Indoctrinated by her mother’s love of fairy tales, Maggie sees her life as being defined and betrayed by these stories. “Maggie used to dream of Prince Charming,” Zambreno writes, but “Prince Charming is really a wolf in disguise.” Maggie is unable, given her natural curiosity, to limit herself to the role dictated by her mother. As a result, she sees herself as bad, and then, as in a self-fulfilling prophecy, acts out the way she feels, throwing herself to the metaphorical wolves (i.e. fuck-and-run men). In grimly hilarious prose, Zambreno charts this descent: “And Sleeping Beauty didn’t make him wear a condom and now she has pelvic inflammatory disease and crotch-itch and genital warts, but oh, the memories.”

But for all its dank humor and brutal dissection of the nuclear family, O Fallen Angel is also a philosophical novel, deeply concerned with the problem of freedom. For the Sartre-reading Maggie, the question of purpose is foremost. She knows that she wants more to life than to “always [do] the dishes and [hold] a steady job,” but, after seeking freedom from that life, she can’t conceive of any alternative. And, so, at the end of the book, homeless, jumping from one man’s bed to the other, she achieves the only freedom available to her, one that isn’t really free at all. For her mother, who by contrast, rejects anything out of the accepted order (“What’s the use with all that freedom Mommy thinks”), things end nearly as bleakly, as this paragon of repression transforms into something like a tragic character, unable to escape her own overwhelming fear.

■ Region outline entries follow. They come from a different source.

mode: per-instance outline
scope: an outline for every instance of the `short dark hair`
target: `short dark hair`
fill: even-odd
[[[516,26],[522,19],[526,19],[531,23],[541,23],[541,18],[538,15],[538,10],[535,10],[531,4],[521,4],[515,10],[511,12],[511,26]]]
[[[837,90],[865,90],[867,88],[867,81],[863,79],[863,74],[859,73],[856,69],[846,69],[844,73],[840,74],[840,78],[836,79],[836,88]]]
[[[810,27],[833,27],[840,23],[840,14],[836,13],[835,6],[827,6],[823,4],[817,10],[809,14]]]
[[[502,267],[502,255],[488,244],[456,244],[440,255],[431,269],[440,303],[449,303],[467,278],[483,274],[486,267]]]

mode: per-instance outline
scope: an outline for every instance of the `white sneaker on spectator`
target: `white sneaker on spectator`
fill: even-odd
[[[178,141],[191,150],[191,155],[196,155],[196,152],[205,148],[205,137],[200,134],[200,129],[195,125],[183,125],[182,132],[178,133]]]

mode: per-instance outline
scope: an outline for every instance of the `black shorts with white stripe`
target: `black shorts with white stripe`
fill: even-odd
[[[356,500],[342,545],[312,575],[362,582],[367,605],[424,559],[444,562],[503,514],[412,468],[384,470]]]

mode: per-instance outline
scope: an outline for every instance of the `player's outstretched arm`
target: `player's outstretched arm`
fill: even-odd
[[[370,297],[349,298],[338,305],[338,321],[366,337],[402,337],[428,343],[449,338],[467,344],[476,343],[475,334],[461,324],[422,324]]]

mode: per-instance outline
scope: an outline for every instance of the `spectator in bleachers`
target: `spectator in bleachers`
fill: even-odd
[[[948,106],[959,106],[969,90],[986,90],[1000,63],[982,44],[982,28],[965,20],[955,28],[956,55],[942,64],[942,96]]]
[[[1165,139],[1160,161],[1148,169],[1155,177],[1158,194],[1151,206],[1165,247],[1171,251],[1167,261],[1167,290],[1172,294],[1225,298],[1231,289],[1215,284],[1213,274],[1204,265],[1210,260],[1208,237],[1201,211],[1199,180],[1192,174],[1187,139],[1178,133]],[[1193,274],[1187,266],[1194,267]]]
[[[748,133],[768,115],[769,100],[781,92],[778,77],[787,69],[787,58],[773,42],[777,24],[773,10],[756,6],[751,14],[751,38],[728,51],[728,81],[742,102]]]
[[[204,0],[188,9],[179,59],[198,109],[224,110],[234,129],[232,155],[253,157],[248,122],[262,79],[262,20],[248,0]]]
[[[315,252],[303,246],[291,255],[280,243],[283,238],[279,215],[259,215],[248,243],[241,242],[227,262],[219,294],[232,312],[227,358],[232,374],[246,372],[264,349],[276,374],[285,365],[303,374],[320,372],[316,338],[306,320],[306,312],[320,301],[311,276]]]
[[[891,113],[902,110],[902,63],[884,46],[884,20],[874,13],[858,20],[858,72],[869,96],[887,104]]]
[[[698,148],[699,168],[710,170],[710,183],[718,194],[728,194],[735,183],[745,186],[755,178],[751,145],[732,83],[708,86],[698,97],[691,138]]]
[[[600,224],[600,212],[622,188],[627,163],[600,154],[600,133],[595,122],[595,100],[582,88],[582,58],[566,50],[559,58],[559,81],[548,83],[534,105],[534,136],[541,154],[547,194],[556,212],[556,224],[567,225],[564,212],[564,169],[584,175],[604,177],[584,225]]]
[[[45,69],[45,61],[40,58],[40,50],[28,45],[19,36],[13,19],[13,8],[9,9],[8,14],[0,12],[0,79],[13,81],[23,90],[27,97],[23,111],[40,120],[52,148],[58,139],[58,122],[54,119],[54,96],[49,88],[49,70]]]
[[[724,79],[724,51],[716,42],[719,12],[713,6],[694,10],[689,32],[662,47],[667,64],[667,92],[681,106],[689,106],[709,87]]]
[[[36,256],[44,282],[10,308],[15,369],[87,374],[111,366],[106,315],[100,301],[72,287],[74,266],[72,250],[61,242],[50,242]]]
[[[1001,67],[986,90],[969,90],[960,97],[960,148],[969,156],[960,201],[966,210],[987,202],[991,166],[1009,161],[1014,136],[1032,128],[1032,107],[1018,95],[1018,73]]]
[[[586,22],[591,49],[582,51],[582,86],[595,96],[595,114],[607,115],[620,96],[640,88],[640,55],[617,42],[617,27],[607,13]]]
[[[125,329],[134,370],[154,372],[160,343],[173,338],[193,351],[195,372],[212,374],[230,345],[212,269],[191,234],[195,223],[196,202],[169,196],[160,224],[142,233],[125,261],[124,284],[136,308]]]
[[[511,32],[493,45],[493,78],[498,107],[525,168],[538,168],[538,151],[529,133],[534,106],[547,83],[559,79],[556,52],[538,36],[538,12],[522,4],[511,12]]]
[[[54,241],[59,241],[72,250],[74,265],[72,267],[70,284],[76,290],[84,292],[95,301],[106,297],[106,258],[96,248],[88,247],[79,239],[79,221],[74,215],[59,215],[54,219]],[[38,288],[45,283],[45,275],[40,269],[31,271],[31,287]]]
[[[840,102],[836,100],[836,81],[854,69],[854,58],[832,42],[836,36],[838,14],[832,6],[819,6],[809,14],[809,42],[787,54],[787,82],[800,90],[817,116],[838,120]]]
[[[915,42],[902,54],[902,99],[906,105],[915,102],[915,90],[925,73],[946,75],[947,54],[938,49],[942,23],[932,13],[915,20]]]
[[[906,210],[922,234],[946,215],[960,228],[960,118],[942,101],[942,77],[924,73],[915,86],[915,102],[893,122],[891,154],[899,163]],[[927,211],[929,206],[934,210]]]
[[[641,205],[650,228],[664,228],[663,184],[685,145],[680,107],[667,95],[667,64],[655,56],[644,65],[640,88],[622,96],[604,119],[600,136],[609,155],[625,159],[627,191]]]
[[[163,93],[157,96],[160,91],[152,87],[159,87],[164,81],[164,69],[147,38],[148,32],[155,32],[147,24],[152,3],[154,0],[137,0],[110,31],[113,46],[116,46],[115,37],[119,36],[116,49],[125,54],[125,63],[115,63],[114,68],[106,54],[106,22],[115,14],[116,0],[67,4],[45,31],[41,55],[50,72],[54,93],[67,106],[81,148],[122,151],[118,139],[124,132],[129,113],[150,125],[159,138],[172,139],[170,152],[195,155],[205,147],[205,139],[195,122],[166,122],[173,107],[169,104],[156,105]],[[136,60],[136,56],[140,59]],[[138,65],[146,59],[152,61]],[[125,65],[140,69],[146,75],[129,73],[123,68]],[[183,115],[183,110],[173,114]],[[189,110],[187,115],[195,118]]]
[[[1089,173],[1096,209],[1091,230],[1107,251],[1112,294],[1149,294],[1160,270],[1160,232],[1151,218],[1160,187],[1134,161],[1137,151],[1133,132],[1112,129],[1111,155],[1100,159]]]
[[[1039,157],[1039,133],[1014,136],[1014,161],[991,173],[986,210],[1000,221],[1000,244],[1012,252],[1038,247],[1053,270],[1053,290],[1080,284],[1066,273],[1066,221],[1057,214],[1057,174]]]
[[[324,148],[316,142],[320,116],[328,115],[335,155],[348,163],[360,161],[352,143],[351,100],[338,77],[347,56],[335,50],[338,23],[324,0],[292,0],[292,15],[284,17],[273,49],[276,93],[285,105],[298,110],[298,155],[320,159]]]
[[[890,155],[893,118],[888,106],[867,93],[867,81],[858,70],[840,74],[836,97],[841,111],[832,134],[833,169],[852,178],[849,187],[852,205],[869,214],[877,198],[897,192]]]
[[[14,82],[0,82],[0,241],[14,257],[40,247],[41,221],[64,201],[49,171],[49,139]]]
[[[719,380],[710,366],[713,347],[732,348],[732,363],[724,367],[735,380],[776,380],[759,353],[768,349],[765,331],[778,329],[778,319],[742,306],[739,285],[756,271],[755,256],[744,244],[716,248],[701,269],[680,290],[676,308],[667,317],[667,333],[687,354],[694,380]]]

If this deliberately myopic woman chooses to see the world only as benignly angelic, then she finds her dark counterpart in a self-appointed avenging angel. The third section of the book follows a madman named Malachi, based on Virginia Woolf’s Septimus Smith, who receives messages from the air and rebroadcasts them to passersby near the highway. This prophet of doom, the “messenger angel” who has “come down to warn the people,” views the world in its proper state of grotesquerie. Like Bacon channeling his vision into writhing abstractions, Malachi looks at TV sets and sees “Guillotined heads. The disembodied.” He contemplates our “cell phone towers of Babel.” He wants to offer the world a “spectacle of human suffering” to break through our distractions. If Mommy, then, insists on viewing the world in its narrowest terms and Maggie is overwhelmed by the enormity of a ruleless life, it is Malachi who provides a wider perspective, an essential third viewpoint. That his own existence proves as futilely mortal as that of the other two characters means that Zambreno’s acid vision is a fully committed one, but it also serves as a stern reminder that, even in defeat, our so-called false prophets may still have plenty to tell.